Constraints on Neutron-Mirror-Neutron Oscillation from Neutron Star Cooling

TL;DR

This paper investigates how mirror neutron oscillations could heat neutron stars and how new effects in mirror models might weaken existing bounds, impacting the feasibility of detecting such oscillations in terrestrial experiments.

Contribution

It introduces a new effect in nearly exact mirror models involving mirror beta decay that can significantly relax bounds on neutron-mirror neutron mixing from neutron star observations.

Findings

Mirror beta decay creates a mirror particle cloud inside neutron stars.

Mirror particles can transfer energy via scattering, reducing observable heating.
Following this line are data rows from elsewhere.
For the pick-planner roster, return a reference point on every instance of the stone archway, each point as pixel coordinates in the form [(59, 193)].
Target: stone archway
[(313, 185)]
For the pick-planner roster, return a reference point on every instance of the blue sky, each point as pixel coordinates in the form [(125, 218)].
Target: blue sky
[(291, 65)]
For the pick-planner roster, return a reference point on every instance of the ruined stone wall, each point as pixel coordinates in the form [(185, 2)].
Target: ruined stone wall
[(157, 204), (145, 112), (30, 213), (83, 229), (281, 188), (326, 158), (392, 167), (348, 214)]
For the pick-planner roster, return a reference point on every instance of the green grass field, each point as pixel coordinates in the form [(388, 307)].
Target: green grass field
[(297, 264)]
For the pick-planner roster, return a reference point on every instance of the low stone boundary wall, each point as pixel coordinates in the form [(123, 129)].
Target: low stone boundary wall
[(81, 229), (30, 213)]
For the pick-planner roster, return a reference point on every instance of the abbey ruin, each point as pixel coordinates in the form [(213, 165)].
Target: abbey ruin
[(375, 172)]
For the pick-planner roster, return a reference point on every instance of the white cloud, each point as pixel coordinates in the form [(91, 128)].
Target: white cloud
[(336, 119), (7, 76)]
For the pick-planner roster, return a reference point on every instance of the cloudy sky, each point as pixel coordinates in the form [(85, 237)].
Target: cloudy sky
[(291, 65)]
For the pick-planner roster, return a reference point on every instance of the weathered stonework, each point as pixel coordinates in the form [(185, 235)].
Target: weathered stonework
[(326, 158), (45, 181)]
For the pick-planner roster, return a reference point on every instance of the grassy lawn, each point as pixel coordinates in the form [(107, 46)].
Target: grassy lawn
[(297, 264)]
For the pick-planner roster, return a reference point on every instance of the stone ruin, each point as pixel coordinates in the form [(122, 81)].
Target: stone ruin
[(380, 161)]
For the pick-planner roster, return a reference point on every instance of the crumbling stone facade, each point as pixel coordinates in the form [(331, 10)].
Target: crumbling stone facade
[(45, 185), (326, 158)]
Unobserved mirror photon emission can relax previous bounds on oscillation parameters.

Abstract

We address a method of limiting neutron-mirror neutron mixing ($\epsilon_{nn'}$) by analyzing its effect on neutron star (NS) heating. This method employs observational bounds on the surface temperature of NSs to constrain $\epsilon_{nn'}$. It has been suggested that the bound obtained this way is so stringent that it would exclude any discovery of $n-n'$ oscillation in the currently planned terrestrial experiments at various laboratories. This conclusion motivated us to critically analyze this suggestion in more detail. In this note, we point out a very interesting new effect present in nearly exact mirror models, which can significantly affect this bound. The new element is that in nearly exact mirror models there is the mirror analog of $\beta$ decay, i.e. $n' \to p' + e' + \bar\nu'_e$, which creates a cloud of mirror particles $n'$, $p'$, $e'$, $D'$ and He$'$ inside the NS. The resulting $e'$ can "rob" the energy generated by the $n \to n'$ transition from the NS, via $e-e'$ scattering enabled by the presence of a (minute) millicharge in mirror particles. Such a tiny millicharge on mirror particles is highly likely in these models. This results in energy being emitted as unobserved mirror photons via fast mirror bremsstrahlung, whose effect is to relax the stringent bounds on $\epsilon_{nn'}$.